Daily Maverick

How a blank page became a Chinese protest (non) symbol

- Toby Shapshak Toby Shapshak is editor-in-chief of Stuff.co.za and chief commercial officer of Scrolla.Africa.

Innovative ways to thwart artificial intelligen­ce (AI) censorship show human ingenuity still trumps machine learning. But for how long? The bravest protesters in the world this year are arguably the Iranian soccer team, who refused to sing their national anthem at the controvers­ial World Cup in Qatar.

Compared with the frankly pathetic climb-down by European soccer teams that balked at Fifa threats to yellow-card anyone wearing a rainbow-pride armband, it’s even more stark. These men face real consequenc­es when they get home – from a brutal regime that has been trying to suppress a months-long revolt by its citizens over the killing of a young woman for not wearing her headscarf correctly.

If those European players had any real courage, they would have all worn gay-pride armbands and called Fifa’s bluff. But that is another story. Elite soccer players aren’t known for doing anything that doesn’t enhance their massive pay cheques.

Meanwhile, another group of people have evolved a quite unique form of protest. Because of the enormous censorship operations conducted using algorithms on Chinese social media and messaging networks, protesters have found a novel way to express their rage at the brutal Covid-zero policies that have kept people barred inside their homes and apartment buildings, and other restrictiv­e measures.

To counter these AI forms of monitoring, angry protesters are holding up blank pieces of paper. To the AI systems trained to pick up words or phrases that are banned, these appear as, well, blank white pages. But to us humans who can read between the lines, as it were, it is a powerful symbol.
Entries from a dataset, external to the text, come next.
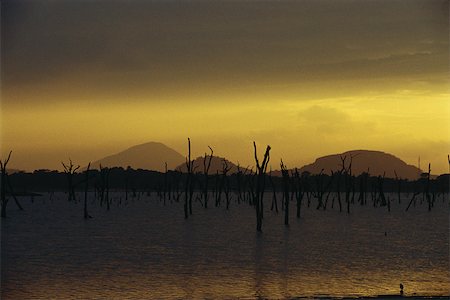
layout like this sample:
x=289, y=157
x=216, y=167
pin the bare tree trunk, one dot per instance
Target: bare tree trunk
x=260, y=173
x=285, y=174
x=86, y=189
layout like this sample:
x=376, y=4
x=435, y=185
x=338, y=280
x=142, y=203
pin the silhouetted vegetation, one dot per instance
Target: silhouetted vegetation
x=243, y=186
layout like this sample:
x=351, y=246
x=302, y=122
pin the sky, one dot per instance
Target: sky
x=86, y=79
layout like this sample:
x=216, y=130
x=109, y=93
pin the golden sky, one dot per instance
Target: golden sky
x=85, y=79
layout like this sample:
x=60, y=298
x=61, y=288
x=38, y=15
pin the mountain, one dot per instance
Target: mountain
x=216, y=165
x=149, y=156
x=376, y=162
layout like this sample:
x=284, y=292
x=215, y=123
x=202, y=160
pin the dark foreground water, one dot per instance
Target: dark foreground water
x=146, y=250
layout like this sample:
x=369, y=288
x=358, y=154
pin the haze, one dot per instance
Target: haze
x=86, y=79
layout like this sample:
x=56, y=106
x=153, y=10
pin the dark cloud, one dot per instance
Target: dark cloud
x=156, y=44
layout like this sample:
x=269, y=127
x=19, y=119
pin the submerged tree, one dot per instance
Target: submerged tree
x=206, y=166
x=258, y=195
x=188, y=189
x=3, y=198
x=70, y=170
x=86, y=189
x=285, y=174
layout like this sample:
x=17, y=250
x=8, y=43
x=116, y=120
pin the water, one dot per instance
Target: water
x=146, y=250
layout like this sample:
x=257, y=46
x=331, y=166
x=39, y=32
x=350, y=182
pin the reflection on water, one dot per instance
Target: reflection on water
x=148, y=250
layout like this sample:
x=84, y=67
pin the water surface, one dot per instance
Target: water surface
x=146, y=249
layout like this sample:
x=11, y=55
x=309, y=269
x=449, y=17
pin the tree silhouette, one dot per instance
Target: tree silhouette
x=70, y=170
x=86, y=189
x=188, y=189
x=285, y=174
x=260, y=183
x=206, y=165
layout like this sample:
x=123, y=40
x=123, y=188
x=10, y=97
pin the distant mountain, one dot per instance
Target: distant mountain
x=376, y=162
x=216, y=165
x=149, y=156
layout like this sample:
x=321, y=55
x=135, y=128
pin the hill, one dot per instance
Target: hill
x=149, y=156
x=376, y=162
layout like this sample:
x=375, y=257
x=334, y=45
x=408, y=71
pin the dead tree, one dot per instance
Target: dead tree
x=320, y=190
x=104, y=187
x=299, y=191
x=381, y=196
x=3, y=198
x=70, y=171
x=226, y=182
x=426, y=191
x=206, y=166
x=347, y=171
x=285, y=174
x=165, y=187
x=86, y=189
x=363, y=178
x=399, y=186
x=274, y=191
x=260, y=183
x=188, y=189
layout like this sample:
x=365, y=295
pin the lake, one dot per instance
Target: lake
x=144, y=249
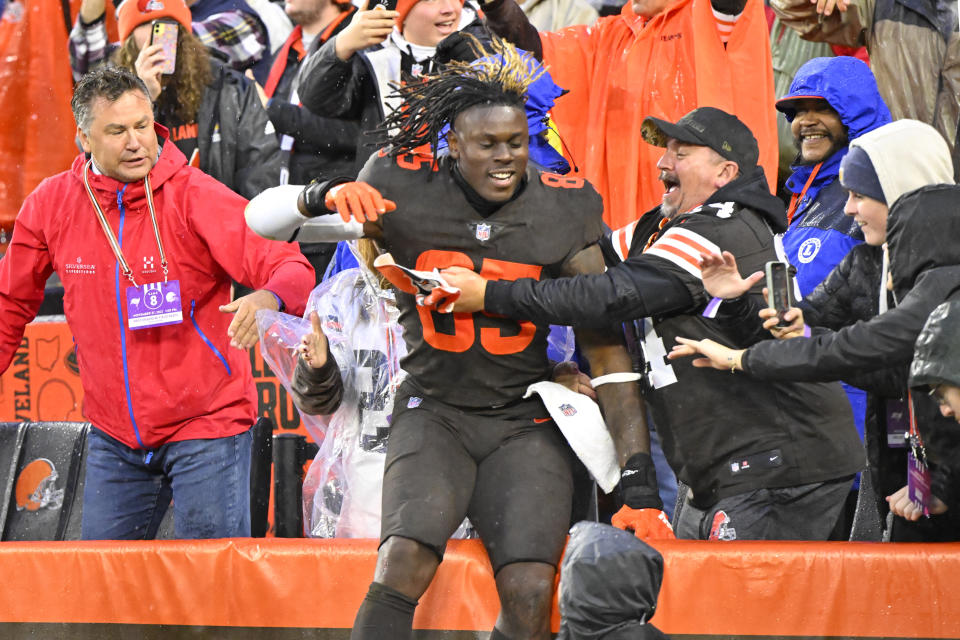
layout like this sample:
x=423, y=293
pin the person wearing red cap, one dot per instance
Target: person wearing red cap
x=235, y=32
x=212, y=112
x=350, y=77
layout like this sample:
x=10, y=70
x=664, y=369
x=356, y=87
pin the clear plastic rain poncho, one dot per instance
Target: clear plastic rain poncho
x=342, y=489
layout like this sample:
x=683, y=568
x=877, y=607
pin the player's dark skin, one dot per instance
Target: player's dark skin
x=490, y=146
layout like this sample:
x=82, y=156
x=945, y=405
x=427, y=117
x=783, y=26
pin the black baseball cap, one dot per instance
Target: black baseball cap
x=707, y=127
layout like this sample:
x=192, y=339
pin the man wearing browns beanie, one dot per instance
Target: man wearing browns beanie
x=213, y=114
x=351, y=76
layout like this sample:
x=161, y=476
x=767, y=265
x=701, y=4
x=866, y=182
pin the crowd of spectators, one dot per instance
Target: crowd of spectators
x=617, y=171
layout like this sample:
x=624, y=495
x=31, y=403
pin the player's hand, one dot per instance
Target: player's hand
x=901, y=505
x=826, y=7
x=472, y=287
x=313, y=346
x=569, y=375
x=243, y=328
x=793, y=316
x=367, y=28
x=647, y=524
x=717, y=355
x=147, y=65
x=721, y=278
x=357, y=200
x=441, y=299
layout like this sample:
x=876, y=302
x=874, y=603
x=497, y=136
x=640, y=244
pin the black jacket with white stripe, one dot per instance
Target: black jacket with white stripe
x=723, y=434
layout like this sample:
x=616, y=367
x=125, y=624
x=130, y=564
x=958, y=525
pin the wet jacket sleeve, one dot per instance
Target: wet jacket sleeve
x=846, y=28
x=23, y=274
x=317, y=392
x=330, y=86
x=249, y=259
x=884, y=341
x=635, y=288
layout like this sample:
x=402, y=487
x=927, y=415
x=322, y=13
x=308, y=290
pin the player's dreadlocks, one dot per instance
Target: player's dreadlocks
x=500, y=76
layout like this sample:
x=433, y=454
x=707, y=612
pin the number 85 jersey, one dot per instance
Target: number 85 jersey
x=478, y=360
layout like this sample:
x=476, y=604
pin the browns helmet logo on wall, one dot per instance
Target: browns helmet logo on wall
x=36, y=486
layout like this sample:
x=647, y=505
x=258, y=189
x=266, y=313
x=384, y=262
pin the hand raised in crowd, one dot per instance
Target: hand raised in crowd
x=313, y=346
x=716, y=355
x=357, y=200
x=901, y=505
x=243, y=328
x=793, y=315
x=472, y=287
x=148, y=65
x=826, y=7
x=569, y=375
x=721, y=278
x=91, y=10
x=367, y=28
x=646, y=524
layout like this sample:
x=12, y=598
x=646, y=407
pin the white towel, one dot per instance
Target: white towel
x=582, y=425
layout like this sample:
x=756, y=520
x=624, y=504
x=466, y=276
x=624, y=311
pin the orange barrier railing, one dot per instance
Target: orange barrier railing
x=742, y=588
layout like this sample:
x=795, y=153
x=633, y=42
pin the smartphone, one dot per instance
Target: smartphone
x=165, y=34
x=780, y=288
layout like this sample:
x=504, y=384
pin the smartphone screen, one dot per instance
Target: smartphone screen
x=779, y=288
x=165, y=34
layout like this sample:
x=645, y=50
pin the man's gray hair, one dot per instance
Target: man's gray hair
x=108, y=82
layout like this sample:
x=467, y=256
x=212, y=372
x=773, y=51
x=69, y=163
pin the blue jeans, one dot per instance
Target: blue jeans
x=127, y=491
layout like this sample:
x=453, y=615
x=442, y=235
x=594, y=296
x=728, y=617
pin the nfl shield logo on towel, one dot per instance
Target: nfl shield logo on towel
x=483, y=232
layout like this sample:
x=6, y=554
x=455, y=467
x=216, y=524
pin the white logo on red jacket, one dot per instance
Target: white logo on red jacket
x=79, y=268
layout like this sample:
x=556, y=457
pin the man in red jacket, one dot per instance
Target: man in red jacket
x=146, y=248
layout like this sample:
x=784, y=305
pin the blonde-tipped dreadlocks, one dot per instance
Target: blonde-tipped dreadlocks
x=500, y=76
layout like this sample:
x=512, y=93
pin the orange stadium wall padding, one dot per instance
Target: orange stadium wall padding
x=312, y=588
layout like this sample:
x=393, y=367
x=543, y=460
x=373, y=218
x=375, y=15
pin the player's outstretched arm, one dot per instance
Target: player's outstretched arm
x=625, y=415
x=296, y=212
x=635, y=288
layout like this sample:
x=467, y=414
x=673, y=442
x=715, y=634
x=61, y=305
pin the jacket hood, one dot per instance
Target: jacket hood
x=751, y=190
x=936, y=359
x=922, y=231
x=906, y=155
x=609, y=582
x=849, y=86
x=170, y=161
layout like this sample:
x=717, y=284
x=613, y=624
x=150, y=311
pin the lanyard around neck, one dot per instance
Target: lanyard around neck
x=112, y=239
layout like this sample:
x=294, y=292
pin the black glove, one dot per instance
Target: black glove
x=314, y=196
x=638, y=483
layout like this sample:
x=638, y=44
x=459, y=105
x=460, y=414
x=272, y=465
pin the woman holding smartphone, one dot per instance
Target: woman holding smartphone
x=896, y=176
x=213, y=113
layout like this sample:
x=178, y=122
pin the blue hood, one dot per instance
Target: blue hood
x=848, y=85
x=541, y=95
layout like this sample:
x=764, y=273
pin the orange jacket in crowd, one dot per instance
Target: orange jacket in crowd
x=624, y=68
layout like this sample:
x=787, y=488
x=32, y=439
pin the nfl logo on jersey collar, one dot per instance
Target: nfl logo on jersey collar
x=483, y=231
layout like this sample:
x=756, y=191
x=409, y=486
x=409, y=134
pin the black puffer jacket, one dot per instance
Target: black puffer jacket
x=236, y=141
x=609, y=583
x=925, y=263
x=936, y=359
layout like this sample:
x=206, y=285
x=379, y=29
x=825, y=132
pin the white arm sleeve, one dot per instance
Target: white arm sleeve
x=274, y=215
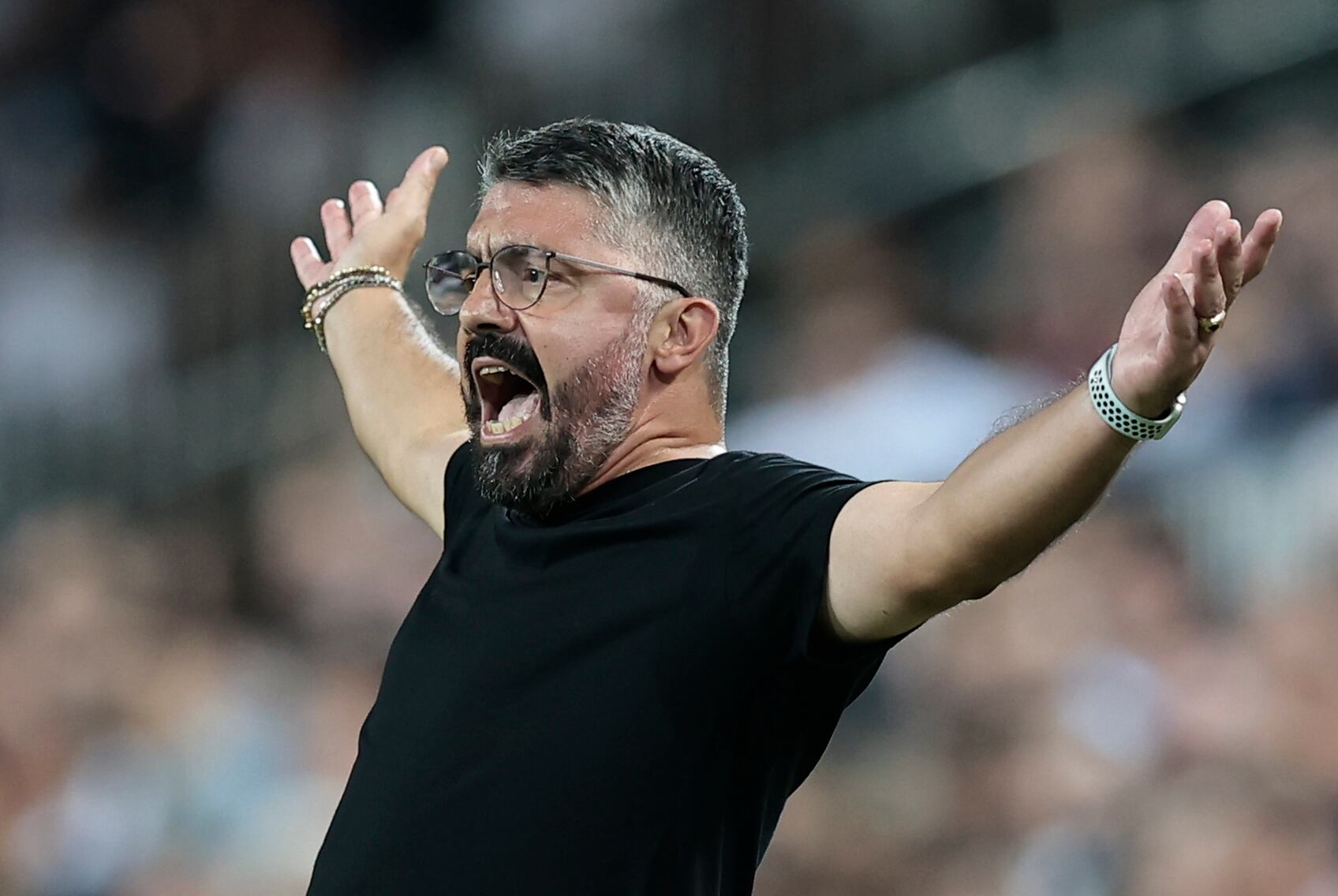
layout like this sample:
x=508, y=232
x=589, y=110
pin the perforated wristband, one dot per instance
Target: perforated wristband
x=1116, y=413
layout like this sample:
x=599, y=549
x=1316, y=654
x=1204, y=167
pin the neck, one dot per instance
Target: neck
x=653, y=443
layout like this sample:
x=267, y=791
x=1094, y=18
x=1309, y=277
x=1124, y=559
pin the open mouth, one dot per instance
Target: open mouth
x=509, y=400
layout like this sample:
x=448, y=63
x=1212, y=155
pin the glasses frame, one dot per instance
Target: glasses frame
x=480, y=265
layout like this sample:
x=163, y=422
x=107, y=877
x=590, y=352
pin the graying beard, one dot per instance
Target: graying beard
x=573, y=457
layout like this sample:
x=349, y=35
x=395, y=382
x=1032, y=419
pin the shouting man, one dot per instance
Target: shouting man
x=637, y=644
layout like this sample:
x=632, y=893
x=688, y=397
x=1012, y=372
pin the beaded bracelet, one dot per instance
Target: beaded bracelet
x=334, y=288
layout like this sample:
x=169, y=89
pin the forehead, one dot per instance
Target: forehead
x=551, y=215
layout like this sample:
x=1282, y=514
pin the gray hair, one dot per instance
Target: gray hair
x=665, y=202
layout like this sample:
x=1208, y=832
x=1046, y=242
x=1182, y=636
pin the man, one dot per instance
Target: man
x=637, y=644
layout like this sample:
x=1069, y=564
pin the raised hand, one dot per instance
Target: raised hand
x=1161, y=345
x=365, y=232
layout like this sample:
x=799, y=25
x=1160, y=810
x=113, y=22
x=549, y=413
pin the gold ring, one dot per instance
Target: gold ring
x=1213, y=324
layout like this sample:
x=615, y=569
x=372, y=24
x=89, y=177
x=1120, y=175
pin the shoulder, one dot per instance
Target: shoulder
x=767, y=491
x=763, y=469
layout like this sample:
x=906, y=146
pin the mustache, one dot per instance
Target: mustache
x=511, y=352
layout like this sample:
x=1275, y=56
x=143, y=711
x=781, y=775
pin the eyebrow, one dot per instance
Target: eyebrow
x=501, y=241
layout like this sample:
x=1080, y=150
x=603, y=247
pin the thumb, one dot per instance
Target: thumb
x=1180, y=320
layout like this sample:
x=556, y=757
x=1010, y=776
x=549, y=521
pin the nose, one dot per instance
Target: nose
x=482, y=311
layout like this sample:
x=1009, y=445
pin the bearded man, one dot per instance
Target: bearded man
x=637, y=644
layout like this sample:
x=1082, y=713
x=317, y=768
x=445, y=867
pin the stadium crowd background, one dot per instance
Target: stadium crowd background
x=951, y=202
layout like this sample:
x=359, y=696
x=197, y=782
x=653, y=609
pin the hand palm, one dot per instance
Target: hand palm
x=1161, y=345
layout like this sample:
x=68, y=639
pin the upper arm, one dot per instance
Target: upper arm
x=880, y=581
x=418, y=474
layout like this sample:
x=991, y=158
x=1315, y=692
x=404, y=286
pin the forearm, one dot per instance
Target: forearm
x=1016, y=494
x=396, y=382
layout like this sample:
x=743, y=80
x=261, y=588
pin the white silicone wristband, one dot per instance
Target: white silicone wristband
x=1116, y=413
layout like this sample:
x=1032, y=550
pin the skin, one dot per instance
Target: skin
x=582, y=312
x=901, y=553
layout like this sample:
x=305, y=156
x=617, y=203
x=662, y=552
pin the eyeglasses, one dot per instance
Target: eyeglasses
x=519, y=276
China has been rocked by Covid lockdown protests in the past few weeks after a fire in Urumqi killed 10 people in a locked-down building that many people believe prevented victims from escaping and firefighte­rs from getting in.

Workers at Foxconn’s primary facility making top-end iPhone 14 models also fled the factory in Zhengzhou because of severe lockdown protocols and disputes over salaries. Turns out nobody likes having to do daily, or just regular, PCR tests to check for Covid.

This wave of protest has been likened to the student uprisings in 1989 that culminated in the infamous Tiananmen Square crackdown.

“The mood on WeChat was like nothing I’ve ever experience­d before,” a British expat living in Beijing for more than 10 years told Wired. “There seemed to be a recklessne­ss and excitement in the air as people became bolder and bolder with every post, each new person testing the government’s – and their own – boundaries.”

Other censorship-busting techniques include disguising protest videos with effects filters or playing Western songs that have similar protest themes. One trick involves sarcastic singing of the Chinese Communist Party anthem, which has the word “good” in it.

This kind of smart skirting of the strict censorship rules shows that the human brain can still thwart the literal logic of AI and its algorithms.

In another clever protest, students from Tsinghua University protested with the Friedmann equation. As Hong Kong activist Nathan Law, now exiled in London, tweeted: “I have no idea what this equation means, but it does not matter. It’s the pronunciat­ion: it’s similar to … free man – a spectacula­r and creative way to express, with intelligen­ce.”

Right now it’s human creativity 1, AI literal logic 0.